Il reste une demi-heure avant la mise en marche des moteurs, prévue pour 12h.30.
Sandwiches trop secs, thé trop fade, ce sera le déjeuner du jour. Mais personne n'a faim. L'émotion depuis le matin n'a fait que croître. L'ordre et le calme ont régné pendant le briefing ; puis l'atmosphère est devenue tendue, nerveuse. Peu à peu, les cravates se sont dénouées, les cols déboutonnés, les casquettes ont disparu ; on parle trop fort, trop vite, on regarde l'heure trop souvent. Les tenues de vol sont plus nombreuses. Les équipages se dirigent vers les avions, auprès desquels sont déjà les batteries d'accus pour la mise en marche des moteurs.
Assis en rond dans l'herbe, on met au point les derniers détails concernant la coopération et le travail intérieur de l'équipage. On étudie inlassablement le plan du secteur Palaiseau, Fresnes, Chevilly-Larue, Thiais.

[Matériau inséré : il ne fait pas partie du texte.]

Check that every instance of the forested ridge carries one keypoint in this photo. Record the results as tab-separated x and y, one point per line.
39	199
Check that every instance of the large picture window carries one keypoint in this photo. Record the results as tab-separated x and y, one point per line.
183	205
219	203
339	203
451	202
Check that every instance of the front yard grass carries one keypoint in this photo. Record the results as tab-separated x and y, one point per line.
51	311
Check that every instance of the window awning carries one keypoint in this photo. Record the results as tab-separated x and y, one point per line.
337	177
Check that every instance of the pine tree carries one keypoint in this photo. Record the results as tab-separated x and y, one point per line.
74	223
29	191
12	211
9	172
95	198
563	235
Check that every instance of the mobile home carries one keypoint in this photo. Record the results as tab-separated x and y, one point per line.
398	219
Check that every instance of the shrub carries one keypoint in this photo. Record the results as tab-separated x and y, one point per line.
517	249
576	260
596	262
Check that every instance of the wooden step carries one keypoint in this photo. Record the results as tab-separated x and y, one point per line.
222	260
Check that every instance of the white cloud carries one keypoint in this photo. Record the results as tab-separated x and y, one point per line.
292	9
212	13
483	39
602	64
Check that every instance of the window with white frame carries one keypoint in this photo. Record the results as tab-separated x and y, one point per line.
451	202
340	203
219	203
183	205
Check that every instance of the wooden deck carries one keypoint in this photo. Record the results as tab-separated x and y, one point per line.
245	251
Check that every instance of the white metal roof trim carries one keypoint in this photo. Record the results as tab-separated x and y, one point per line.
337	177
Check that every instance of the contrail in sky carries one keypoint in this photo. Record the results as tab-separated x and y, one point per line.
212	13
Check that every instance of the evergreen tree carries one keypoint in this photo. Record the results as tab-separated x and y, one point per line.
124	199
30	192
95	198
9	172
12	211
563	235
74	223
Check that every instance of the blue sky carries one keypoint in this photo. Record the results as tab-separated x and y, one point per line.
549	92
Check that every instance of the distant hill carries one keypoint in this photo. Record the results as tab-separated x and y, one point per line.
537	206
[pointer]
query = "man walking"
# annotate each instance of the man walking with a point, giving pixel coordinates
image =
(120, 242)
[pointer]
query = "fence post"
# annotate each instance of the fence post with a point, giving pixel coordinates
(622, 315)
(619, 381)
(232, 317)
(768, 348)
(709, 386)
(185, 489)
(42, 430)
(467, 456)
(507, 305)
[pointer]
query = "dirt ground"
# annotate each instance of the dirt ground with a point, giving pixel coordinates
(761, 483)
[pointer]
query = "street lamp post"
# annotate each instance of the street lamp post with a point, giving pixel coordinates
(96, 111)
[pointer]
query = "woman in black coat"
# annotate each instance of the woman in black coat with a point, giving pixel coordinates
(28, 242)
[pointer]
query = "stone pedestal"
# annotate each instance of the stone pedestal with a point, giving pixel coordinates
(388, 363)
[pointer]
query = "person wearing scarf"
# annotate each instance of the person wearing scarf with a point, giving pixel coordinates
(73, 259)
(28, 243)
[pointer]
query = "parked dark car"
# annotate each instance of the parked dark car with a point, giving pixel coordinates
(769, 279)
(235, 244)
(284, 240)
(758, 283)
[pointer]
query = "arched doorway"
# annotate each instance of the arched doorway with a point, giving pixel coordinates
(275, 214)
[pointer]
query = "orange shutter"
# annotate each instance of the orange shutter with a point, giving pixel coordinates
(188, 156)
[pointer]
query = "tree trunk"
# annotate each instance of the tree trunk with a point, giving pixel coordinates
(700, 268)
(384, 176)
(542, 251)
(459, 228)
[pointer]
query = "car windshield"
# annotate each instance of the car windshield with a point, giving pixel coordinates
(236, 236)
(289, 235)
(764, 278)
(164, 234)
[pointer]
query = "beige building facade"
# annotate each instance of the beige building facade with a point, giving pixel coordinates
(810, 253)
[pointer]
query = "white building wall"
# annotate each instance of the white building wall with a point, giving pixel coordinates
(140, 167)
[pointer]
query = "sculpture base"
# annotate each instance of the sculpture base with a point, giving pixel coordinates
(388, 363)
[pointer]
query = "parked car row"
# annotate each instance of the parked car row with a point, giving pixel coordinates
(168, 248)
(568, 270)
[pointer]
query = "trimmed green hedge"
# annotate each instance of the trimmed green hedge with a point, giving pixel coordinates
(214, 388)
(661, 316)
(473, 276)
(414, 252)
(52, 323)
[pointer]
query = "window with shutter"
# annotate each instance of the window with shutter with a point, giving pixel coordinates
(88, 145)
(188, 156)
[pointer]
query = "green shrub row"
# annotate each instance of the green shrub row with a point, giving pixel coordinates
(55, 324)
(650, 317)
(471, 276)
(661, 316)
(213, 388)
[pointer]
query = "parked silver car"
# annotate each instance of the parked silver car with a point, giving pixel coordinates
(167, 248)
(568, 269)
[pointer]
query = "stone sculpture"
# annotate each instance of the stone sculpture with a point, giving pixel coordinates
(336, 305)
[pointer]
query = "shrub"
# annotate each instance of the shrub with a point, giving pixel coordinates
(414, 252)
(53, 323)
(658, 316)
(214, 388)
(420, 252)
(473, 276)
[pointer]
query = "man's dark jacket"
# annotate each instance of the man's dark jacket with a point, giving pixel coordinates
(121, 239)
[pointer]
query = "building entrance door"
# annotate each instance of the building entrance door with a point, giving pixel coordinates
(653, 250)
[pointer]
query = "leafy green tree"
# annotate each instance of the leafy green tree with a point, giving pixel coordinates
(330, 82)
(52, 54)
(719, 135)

Le Commandant Pouliguen va d'un avion à l'autre. C'est un as de l'autre guerre qui ne vole plus en raison des rigoureuses prescriptions sur les limites d'âge. Lors le chaque opération, il assiste au départ avec une nostalgie et un regret touchants. Il souffre de ne pas décoller lui aussi. Et lors du retour, ce soir, personne ne sera plus ému que lui tandis qu'on dénombrera dans le ciel les grands oiseaux rentrant à la base.
Derniers instants de repos et d'attente... Le bruit d'un moteur déchire le silence, puis un autre, puis un troisième. Le fracas remplit l'aérodrome. J'achève de m'habiller. Je me hisse dans ma cabine, je m'installe sur le siège dur, je m'attache solidement. Sous mes pieds, on ferme la trappe. Les avions sont prêts à partir. Tous les yeux sont dirigés vers celui du Colonel, qui doit se placer le premier sur le périmètre du terrain. Il s'ébranle lentement. Derrière lui, les Bostons s'alignent, occupant chacun l'emplacement qui lui permettra, dans quelques instants, de décoller en temps voulu et de prendre la place assignée dans la formation...
Deux par deux, de vingt en vingt secondes, les avions s'élancent sur l'aire cimentée et décollent ; les roues sont rentrées aussitôt. Les grosses machines qui, tout à l'heure, roulaient lourdement à terre, évoluent avec une aisance et une grâce inattendues, comme des poissons souples et profilés.
La formation tourne une fois autour du terrain et prend le cap à 12h.55 avec trente secondes de retard.